The basic directional movements of Qi Dao are paired up in each of the spatial dimensions. When one arm performs a primary movement, the opposite arm makes a secondary movement to provide counter-balance. By definition, primary movement is a movement that coincides with the direction of the motion of the body's center of mass. The power of the primary movement does not come from the tension of the arm muscles, but from the momentum of the whole body. Secondary movement is usually a movement of the opposite arm in reverse. Most secondary movements have no inherent power because they move in the direction opposite to the momentum of the body.

Forward Push, Closing and Downward Press in this context require transverse motion of the legs - stepping towards the target with the opposite foot from the arm making the primary movement and bringing the weight on the front foot. Backward Pull, Opening and Upper Cut, on the other hand, usually require homolateral motion of the legs - stepping towards the target with the foot on the same side of the body as the arm making the primary movement.

In your travels, you may find yourself in some tough situations when someone may be aggressive toward you or your company. Rest assured that Qi Dao is not only an enlightening energy art, but also a superb martial art. In this chapter, you will find some basic examples of self-defense application of the six directional movements that can help you free yourself from someone's grip. When someone grabs you by the hand or wrist, that person may either grab you with the hand on the same side of the body (Parallel Grip) or with the opposite hand across the Centerline (Cross Grip). You may find that any grip has strong and weak points.

The strongest point in any grip is in the center of the palm - Lao Gong acupuncture point. Imagine a vector of force emanating from the center of the palm perpendicular to its surface. This means that pushing against the palm of the grabbing hand would be going against the flow of the grip s energy. Going with the flow of that energy would require moving in the direction in which the other person s Lao Gong point is pointing. With practice, you will learn not only to detect the direction of that flow with your eyes closed but even to sense that direction before the opponent s hand reaches you.

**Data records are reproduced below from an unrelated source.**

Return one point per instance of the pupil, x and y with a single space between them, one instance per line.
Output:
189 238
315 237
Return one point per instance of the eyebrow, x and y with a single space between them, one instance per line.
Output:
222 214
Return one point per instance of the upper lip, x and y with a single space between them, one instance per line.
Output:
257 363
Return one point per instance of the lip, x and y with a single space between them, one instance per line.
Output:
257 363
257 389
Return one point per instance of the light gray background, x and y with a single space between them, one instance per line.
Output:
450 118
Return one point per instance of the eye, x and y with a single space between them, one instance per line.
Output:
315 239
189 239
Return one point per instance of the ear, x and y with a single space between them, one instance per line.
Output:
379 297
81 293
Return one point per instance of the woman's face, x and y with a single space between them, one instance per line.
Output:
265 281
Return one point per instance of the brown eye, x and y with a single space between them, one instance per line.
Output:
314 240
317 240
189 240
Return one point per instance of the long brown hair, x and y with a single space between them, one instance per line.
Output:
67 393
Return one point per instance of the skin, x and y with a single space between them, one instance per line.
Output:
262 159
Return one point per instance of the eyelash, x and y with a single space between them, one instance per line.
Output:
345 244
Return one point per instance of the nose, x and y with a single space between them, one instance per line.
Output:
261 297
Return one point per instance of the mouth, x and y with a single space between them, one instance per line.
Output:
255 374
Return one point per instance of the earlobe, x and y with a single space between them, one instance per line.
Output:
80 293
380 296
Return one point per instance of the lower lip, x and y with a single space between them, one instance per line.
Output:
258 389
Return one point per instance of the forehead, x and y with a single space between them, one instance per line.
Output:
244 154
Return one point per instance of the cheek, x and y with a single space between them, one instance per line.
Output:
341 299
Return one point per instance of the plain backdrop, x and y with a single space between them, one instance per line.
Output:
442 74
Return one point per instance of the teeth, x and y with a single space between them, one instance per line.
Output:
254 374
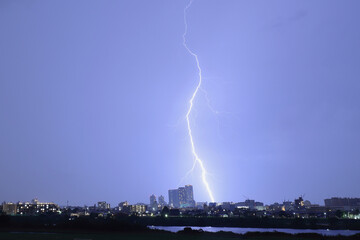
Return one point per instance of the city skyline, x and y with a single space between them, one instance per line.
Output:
94 100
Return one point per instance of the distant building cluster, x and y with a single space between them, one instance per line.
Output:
183 197
182 203
30 208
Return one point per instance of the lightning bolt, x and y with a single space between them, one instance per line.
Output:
191 102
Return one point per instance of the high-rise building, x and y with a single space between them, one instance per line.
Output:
152 200
153 203
162 202
189 193
182 197
103 205
174 198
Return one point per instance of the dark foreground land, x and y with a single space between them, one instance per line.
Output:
162 235
63 228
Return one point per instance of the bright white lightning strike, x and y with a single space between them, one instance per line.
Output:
197 159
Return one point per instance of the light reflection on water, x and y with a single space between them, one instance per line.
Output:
325 232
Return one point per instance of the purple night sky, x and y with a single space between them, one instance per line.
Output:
93 97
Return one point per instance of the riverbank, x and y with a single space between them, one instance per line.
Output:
187 234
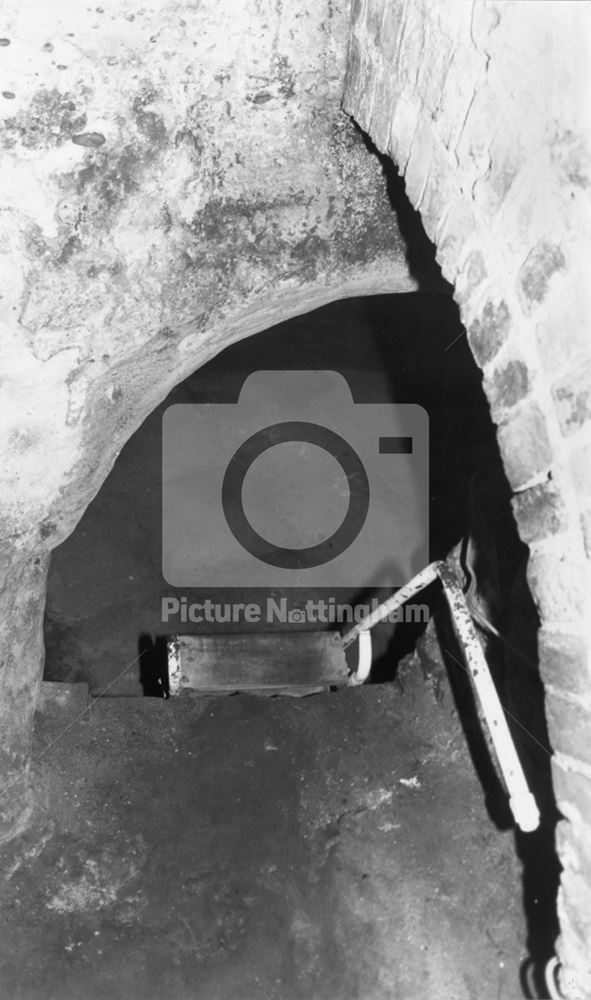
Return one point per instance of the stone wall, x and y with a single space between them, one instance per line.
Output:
484 107
174 177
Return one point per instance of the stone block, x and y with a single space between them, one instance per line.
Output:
558 581
565 661
535 274
572 396
506 385
524 443
540 511
488 333
569 726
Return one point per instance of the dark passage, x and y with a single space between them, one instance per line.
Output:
347 845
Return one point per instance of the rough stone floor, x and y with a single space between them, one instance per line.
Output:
327 848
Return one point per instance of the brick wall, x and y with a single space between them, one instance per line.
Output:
484 108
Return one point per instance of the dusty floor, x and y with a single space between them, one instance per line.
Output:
330 848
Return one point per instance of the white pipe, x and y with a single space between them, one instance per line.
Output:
404 594
174 666
522 803
364 662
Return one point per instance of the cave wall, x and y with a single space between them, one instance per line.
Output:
484 108
174 177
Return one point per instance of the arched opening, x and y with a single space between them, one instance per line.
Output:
426 779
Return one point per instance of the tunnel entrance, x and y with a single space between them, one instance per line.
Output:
106 592
415 724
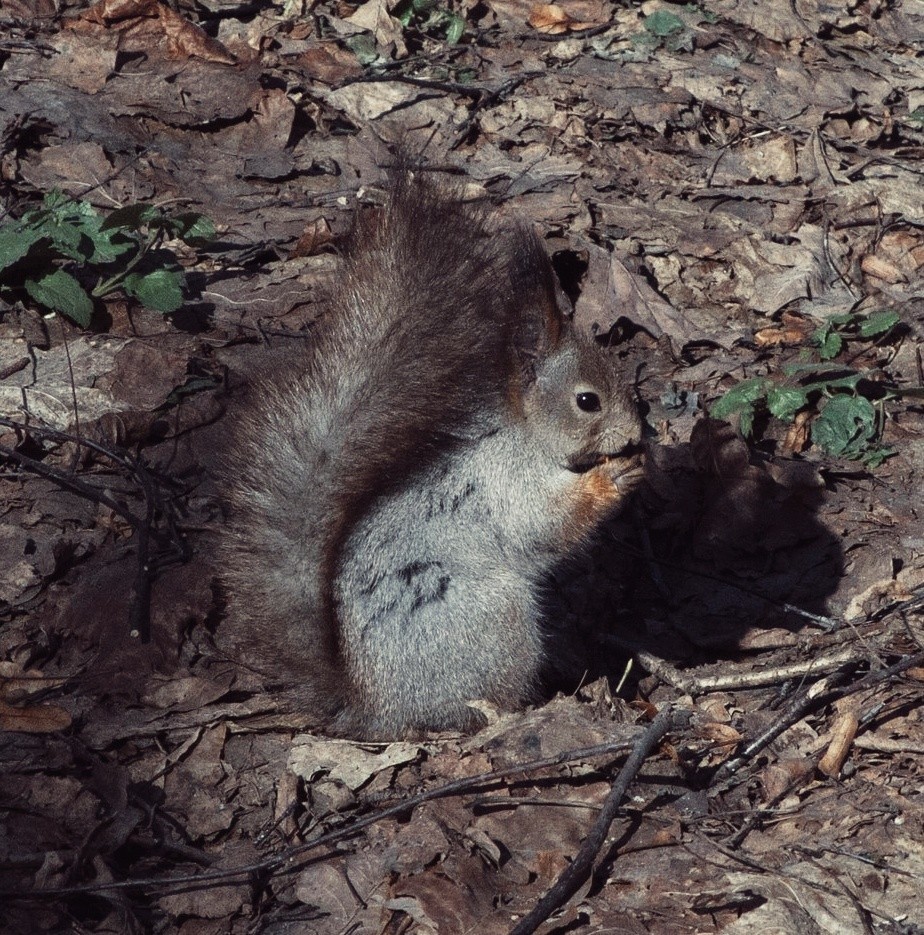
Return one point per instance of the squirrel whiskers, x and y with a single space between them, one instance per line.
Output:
401 491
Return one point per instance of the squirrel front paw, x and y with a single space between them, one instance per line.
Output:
602 490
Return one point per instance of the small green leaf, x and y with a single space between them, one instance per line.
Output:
830 346
784 402
161 290
455 29
362 45
661 23
741 400
878 323
15 242
60 292
845 427
744 395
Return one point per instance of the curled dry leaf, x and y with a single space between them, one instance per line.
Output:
37 719
554 21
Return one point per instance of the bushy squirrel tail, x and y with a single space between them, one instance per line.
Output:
414 346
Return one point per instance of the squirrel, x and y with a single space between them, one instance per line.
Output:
401 490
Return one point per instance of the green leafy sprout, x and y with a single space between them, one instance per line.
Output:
51 251
429 16
849 405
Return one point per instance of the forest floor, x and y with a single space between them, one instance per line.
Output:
731 192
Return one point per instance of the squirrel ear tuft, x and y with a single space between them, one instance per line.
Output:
537 313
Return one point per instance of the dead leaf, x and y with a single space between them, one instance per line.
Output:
37 719
551 19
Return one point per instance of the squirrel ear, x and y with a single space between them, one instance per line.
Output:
537 300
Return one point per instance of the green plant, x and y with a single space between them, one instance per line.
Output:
429 16
51 251
848 404
838 329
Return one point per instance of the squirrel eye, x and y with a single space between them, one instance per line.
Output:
588 402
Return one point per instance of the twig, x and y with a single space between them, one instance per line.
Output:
700 685
576 872
816 696
287 861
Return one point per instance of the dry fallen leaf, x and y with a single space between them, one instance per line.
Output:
551 19
38 719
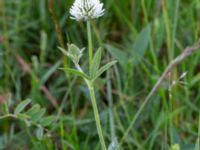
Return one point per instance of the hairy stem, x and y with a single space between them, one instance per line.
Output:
89 33
96 115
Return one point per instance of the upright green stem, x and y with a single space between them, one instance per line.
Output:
89 33
96 115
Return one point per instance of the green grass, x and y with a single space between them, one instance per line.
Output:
143 35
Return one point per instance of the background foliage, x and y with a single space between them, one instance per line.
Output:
143 35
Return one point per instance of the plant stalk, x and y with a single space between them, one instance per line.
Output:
96 115
89 33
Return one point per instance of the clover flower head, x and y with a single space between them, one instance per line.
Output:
86 10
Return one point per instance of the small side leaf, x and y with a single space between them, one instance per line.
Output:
38 115
63 51
104 68
76 72
114 145
21 106
47 121
95 63
33 110
40 133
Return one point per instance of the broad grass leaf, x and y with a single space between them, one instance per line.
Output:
21 106
76 72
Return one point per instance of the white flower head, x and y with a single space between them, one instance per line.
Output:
86 10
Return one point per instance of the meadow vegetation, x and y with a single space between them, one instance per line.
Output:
43 107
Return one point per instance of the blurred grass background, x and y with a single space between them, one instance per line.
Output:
143 35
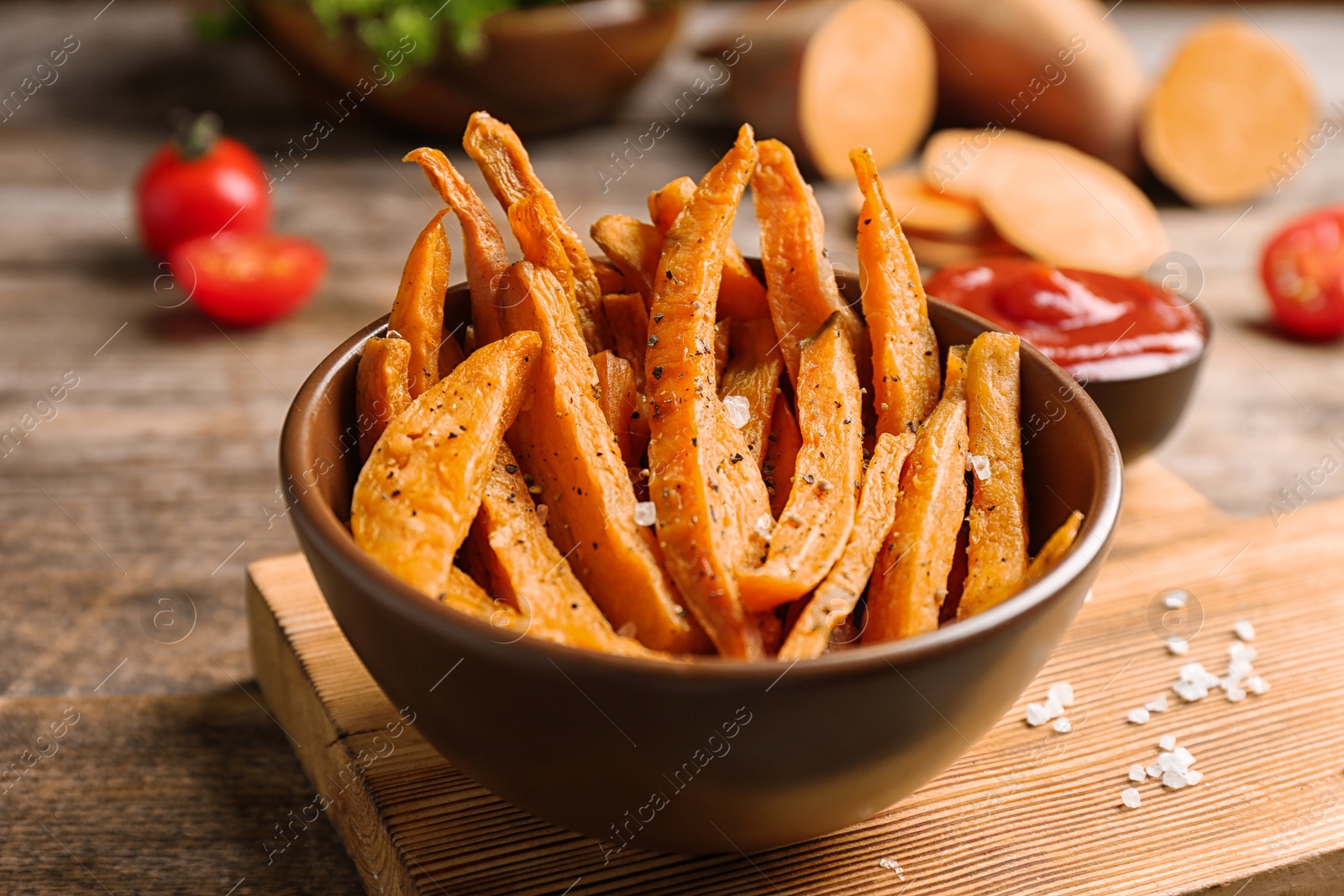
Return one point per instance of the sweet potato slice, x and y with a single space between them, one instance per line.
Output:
381 391
501 157
539 579
696 531
420 490
616 396
833 600
781 456
911 574
800 281
564 443
741 293
418 308
753 374
633 248
629 320
816 521
996 553
905 349
1226 114
484 251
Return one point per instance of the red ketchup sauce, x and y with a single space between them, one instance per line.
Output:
1097 327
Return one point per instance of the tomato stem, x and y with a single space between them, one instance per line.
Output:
197 134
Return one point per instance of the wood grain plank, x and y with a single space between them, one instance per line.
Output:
1027 810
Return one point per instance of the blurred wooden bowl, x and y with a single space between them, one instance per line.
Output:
544 69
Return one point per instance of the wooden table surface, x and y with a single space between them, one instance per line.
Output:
129 516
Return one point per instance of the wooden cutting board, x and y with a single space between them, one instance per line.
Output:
1026 810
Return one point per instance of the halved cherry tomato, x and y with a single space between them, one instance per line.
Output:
1304 275
198 184
248 278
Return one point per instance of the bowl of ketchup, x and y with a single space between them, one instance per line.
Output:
1136 347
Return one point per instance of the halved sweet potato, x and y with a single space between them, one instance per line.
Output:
753 374
501 157
833 600
418 308
800 281
381 391
420 490
996 553
815 526
905 349
564 443
696 530
781 456
629 320
484 251
539 579
911 574
741 293
616 398
633 248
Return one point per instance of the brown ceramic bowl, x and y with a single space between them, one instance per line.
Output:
716 755
1144 410
544 69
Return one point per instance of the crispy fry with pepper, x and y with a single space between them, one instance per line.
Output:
420 490
501 157
698 537
905 349
812 531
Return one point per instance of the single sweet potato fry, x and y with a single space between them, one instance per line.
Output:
420 490
418 308
698 537
911 574
753 374
633 248
501 157
800 281
484 251
1057 546
381 391
539 579
996 555
815 526
781 456
833 600
741 293
616 398
564 443
629 320
905 349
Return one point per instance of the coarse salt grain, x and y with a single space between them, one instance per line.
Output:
738 409
1063 692
645 513
1175 779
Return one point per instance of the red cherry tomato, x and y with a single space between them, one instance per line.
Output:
248 278
1304 275
198 184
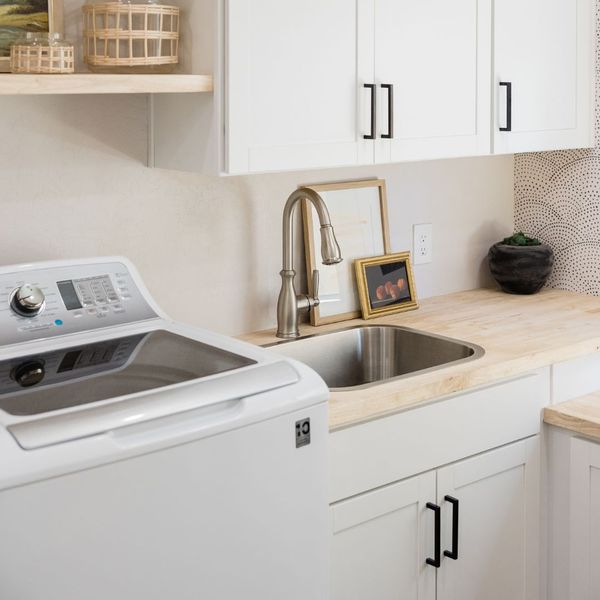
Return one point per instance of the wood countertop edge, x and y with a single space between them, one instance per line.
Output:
581 415
565 326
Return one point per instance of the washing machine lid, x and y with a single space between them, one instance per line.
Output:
88 389
112 368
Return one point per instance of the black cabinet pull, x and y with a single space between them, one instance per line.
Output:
390 134
508 86
373 88
455 508
437 561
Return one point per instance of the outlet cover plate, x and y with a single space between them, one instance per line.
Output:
422 243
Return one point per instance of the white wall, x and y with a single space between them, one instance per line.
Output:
74 184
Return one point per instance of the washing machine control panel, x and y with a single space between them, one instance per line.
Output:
48 302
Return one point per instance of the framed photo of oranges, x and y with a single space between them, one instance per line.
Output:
385 285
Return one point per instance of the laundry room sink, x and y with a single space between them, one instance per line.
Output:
360 357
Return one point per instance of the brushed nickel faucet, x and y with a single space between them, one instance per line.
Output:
289 303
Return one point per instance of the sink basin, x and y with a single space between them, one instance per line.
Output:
360 357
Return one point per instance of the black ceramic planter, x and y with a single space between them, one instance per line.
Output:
521 269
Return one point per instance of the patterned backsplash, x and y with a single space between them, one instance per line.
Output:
557 199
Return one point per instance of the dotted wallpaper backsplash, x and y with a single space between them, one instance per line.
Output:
557 199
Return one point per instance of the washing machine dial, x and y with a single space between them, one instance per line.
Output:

Alternating roles with your adventure partner practice elbow strikes on small and light targets like foam-padded sticks regularly sold in martial arts supply stores (you will need those for your future practice, too, if you continue exploring more advanced applications of Qi Dao). The ideal dimensions of the stick are one-half of your height in length and about one inch in diameter. It should be padded for beginning training using foam or rubber tube that also slightly covers both ends of the stick. Holding one stick in each hand your practice partner can provide you with two targets to hone your precision and coordination. Hitting the stick with an elbow may not be very pleasant, so go slowly and do not try to hit too hard. One of the most ubiquitous habits developed by martial artists is trying to hit their targets harder and harder forgetting about awareness, timing and alignments. Imagine practicing these movements as if you are practicing Tai Chi - slowly and effortlessly. It will make your practice more meditative and pleasant. Qi Dao teaches that only harmonious steps can lead you to harmonious goals.